Due: Tuesday April 18
Posted: April 4, 2017
Last Update: April 16, 2017

Programming Questions

Submit your answers to Problems 6 and 7 in the Rosalind final submission page.

Code Grading (60 pts)

Same guidelines as Project 1.

Assembly

For this exercise you will use your code for string reconstruction using DeBruijn graphs to analyze genomes from the Ebola virus. Download data for this exercise at this URL:

http://cbcb.umd.edu/~hcorrada/CMSC423/downloads/hw3data.zip

Unzip this file in your working directory, you should see the following four files:

ebola.fa: This FASTA file contains assembled genomes from twenty different patients sampled during the 2014 ebola outbreak. These are a subset of the genomes analyzed as part of the sequencing effort described in this Science paper: http://www.sciencemag.org/content/345/6202/1369.full. This effort was chronicled in this New Yorker piece: http://www.newyorker.com/magazine/2014/10/27/ebola-wars.
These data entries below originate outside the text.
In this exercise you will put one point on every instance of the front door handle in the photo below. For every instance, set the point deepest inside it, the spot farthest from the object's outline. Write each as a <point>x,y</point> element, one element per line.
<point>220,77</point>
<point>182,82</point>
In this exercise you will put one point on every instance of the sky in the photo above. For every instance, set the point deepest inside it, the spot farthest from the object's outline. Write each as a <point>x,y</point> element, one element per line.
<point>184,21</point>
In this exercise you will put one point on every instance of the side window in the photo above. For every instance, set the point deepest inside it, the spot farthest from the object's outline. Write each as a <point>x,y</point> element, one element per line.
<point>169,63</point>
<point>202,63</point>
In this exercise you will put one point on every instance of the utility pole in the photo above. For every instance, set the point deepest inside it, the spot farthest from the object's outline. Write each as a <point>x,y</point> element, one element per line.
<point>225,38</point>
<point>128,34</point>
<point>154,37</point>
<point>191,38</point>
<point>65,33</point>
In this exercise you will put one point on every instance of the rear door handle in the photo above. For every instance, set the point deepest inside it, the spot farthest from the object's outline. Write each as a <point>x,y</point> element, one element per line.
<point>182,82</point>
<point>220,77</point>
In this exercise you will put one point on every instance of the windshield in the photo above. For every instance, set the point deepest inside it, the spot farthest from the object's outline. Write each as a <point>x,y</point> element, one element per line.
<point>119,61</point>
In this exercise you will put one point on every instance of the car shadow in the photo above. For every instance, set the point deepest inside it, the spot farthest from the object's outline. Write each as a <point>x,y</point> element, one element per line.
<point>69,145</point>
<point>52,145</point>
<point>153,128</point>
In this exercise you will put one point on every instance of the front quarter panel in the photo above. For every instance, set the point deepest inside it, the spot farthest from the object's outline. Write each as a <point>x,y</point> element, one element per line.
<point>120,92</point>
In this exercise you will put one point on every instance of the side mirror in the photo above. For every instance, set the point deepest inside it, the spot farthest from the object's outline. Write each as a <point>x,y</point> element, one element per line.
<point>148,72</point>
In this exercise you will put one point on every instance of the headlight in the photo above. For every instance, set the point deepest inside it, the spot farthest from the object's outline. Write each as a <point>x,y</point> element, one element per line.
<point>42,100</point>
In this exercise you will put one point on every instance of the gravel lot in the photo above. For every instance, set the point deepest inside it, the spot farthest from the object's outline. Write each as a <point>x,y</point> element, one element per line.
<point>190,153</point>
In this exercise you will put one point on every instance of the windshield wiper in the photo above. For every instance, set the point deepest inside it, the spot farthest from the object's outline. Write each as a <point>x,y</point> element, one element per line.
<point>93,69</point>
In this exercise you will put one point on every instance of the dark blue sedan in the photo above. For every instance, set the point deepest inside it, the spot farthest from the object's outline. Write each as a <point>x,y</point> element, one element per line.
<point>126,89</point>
All data related to this effort can be obtained from the NCBI http://www.ncbi.nlm.nih.gov/bioproject/257197.
mystery_paired_200.txt: Simulated paired-end reads with \(d=200\) from the same genome. This file containing paired-end reads uses the format in Rosalind:

...AGACATCCGAACCATAGAGGATTC|CTCTATGTGCTGTGATG...

Question 1 (15pts) Assemble the ebola genome from the given reads and see if it matches any of the twenty genomes in the ebola.fa file. Write down the sequence name from the ebola.fa file that matches you assembled genome (it starts with ‘KM’)
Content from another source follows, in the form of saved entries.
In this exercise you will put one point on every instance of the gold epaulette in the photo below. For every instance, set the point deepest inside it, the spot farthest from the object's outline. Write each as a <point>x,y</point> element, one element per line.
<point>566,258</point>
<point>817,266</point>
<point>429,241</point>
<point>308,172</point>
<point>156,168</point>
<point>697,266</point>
Question 2 (10 pts) How hard is it to assemble this genome from these simulated 101 bp paired-end reads? Provide the distribution of in-degrees and out-degrees in the DeBruijn graph for this set of reads.
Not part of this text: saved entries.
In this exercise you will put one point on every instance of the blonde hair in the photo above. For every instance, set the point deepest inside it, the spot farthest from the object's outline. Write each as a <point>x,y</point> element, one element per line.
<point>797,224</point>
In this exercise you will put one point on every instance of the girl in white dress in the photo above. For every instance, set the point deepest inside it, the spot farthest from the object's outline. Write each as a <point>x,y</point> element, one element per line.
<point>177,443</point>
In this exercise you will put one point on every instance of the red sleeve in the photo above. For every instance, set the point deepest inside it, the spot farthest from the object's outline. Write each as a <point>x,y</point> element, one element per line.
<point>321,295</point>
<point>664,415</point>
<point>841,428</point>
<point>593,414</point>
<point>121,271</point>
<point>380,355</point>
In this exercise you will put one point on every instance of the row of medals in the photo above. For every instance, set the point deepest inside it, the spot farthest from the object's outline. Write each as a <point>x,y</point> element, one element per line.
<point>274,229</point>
Question 3 (5 pts) Generate all 101-mers from this genome using your ‘String Composition’ (Problem 21 in the pre-lecture exercises). How repetitive is this genome when using 101 bp reads?

Question 4 (10 pts) What is the largest \(k\) for which the \(k\)-mer composition of this genome contains at least 1 repeat.

How to submit

Writeup answers to the four questions above. Submit to ELMS along with all code you used to answer these questions.